On the other hand, if you were building a model that has a large data set with complex features, such as a dataset consisting of images, you’d benefit from training it on a neural network, as these algorithms are capable of understanding and analyzing complex feature sets.
3. Linearity of Relationships
This factor refers to the nature of the relationships between the features (input variables) and the target variable (output) in your data. You can group the linearity of relationships into two types.
For example, if there is a linear relationship between your target and features, consider using a model such as linear regression, logistic regression, or support vector machines(SVM). This is particularly useful in linear relationships, like predicting a car’s fuel consumption considering its engine capacity and weight.
But if there is a non-linear or complex relationship between your target and features, consider using a model such as decision trees, random forests, gradient boosting machines, and neural networks. This is particularly useful for scenarios where you’d want to predict rainfall at a specific location based on various indicators and historical data that follow non-linear relationships.
4. Handling Categorical Features
Proper handling of categorical features when training a model is important, as it can impact the accuracy of predictions.
Some algorithms natively handle categorical features very well. These algorithms are mostly tree-based, like a Decision Tree or a Random Forest. They are best suited for use cases like predicting customer churn rates based on features like subscription category and account age.
On the other hand, specific algorithms, such as linear regression, logistic regression, or support vector machines, require preprocessed categorical features through techniques like one-hot encodings.
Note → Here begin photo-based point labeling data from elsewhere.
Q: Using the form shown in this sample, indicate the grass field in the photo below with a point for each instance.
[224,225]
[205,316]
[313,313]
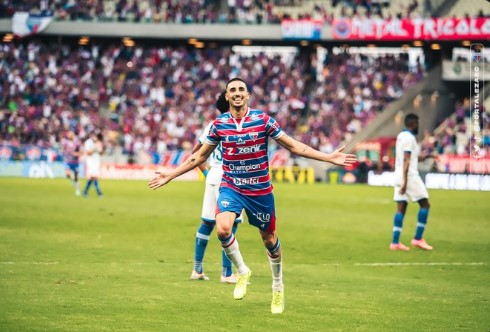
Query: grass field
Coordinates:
[122,263]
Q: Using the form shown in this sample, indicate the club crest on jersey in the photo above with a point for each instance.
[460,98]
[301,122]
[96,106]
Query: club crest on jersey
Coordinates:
[273,124]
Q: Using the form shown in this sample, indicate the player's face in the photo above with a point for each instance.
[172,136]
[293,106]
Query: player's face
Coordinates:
[237,94]
[415,129]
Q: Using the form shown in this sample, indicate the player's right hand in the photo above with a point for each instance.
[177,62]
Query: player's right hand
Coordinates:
[403,188]
[159,180]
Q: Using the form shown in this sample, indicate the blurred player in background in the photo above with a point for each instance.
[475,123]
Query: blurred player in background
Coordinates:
[211,193]
[93,148]
[408,184]
[243,134]
[71,155]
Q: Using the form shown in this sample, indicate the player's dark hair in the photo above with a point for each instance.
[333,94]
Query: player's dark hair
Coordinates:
[410,118]
[237,79]
[222,104]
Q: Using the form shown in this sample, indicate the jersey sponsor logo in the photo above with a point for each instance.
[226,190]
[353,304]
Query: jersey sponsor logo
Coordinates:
[243,168]
[244,182]
[244,150]
[241,139]
[263,217]
[273,124]
[253,136]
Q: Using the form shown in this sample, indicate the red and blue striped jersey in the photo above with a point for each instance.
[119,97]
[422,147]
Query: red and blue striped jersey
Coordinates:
[244,145]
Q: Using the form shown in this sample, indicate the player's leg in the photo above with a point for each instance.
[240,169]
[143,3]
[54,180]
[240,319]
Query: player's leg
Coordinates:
[97,187]
[230,205]
[75,179]
[202,238]
[261,214]
[227,275]
[401,209]
[418,192]
[204,231]
[274,254]
[418,241]
[87,186]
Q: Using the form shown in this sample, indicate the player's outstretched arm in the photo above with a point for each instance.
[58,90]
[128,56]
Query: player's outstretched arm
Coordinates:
[195,160]
[338,157]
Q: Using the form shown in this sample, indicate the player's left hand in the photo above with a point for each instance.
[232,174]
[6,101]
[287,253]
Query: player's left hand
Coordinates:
[159,180]
[342,159]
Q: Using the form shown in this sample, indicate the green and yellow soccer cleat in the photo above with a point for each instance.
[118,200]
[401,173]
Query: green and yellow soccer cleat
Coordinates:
[241,285]
[277,305]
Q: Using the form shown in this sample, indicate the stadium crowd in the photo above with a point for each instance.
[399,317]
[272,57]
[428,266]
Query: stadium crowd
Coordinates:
[229,11]
[154,99]
[351,91]
[158,98]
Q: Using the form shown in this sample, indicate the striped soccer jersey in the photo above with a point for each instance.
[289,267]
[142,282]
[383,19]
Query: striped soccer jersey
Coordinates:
[244,146]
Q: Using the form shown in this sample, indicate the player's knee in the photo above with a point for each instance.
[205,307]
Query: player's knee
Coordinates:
[424,203]
[223,233]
These algorithms are best suited for use cases like credit risk assessment, which considers employment status, education level, and marital status. Such categorical features should be one-hot encoded before being used in ML models.
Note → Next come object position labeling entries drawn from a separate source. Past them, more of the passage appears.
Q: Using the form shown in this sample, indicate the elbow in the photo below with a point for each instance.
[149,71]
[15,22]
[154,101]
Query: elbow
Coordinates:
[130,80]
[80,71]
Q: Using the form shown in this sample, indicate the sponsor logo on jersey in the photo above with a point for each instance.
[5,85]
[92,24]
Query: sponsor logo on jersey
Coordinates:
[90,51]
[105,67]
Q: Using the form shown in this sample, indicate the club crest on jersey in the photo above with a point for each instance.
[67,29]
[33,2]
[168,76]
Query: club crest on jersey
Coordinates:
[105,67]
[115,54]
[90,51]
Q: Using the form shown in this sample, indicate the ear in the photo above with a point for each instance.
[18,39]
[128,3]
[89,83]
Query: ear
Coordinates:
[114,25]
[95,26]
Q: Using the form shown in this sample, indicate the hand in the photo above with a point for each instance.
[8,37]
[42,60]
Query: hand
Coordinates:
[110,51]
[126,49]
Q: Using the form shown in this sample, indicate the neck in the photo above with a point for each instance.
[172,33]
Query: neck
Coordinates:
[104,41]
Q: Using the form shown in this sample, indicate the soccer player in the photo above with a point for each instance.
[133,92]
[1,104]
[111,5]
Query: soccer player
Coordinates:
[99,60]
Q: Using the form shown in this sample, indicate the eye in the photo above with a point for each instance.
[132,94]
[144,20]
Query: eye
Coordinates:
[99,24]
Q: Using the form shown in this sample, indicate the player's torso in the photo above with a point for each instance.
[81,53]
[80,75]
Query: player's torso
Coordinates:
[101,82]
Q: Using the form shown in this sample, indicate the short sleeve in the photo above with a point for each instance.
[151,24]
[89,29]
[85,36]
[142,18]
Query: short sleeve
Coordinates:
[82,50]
5. Interpretability vs. Accuracy
Some models are best suited for their interpretability, while others are preferred for their accuracy, even if they are less interpretable.
For example, when it comes to assessing loan risk, models like linear regression, logistic regression, and decision trees are popular choices. These models are straightforward, and their decisions are easy to understand, which is essential for meeting regulatory and legal requirements.
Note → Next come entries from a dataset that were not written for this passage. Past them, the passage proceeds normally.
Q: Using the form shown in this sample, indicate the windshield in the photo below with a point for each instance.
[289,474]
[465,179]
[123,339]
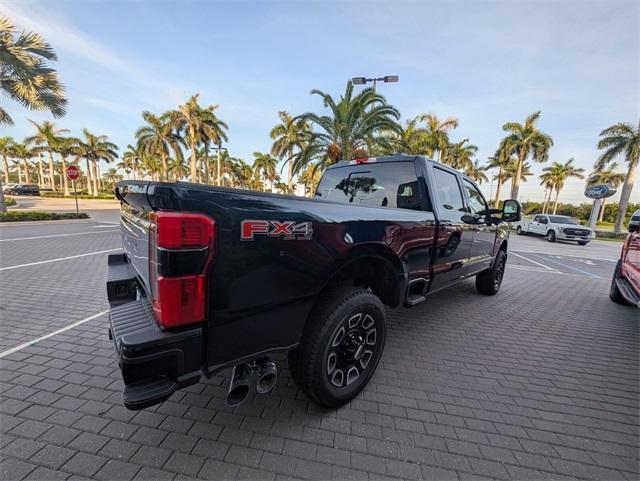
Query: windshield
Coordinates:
[561,219]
On the other hand, for applications like recommender systems, where understanding the exact reasoning behind each decision isn’t as crucial, more complex models such as random forests, gradient boosting machines, and neural networks are often used. These models can deliver higher accuracy, but their inner workings are more complex and harder to interpret.
Following the above guide, you can shortlist potential ML models and pick the ideal candidate for your specific needs. This will significantly increase the ML model’s accuracy and deliver a robust output.
Hyperparameter Tuning: Fine-Tuning The Model
Another step to improving accuracy is fine-tuning the parameters controlling the algorithm’s behaviour. We call these parameters “hyperparameters.” They also play an important role in the performance aspect of the ML model.
Hyperparameters can range from the learning rate in neural networks to the depth of decision trees or linear models’ regularisation strength.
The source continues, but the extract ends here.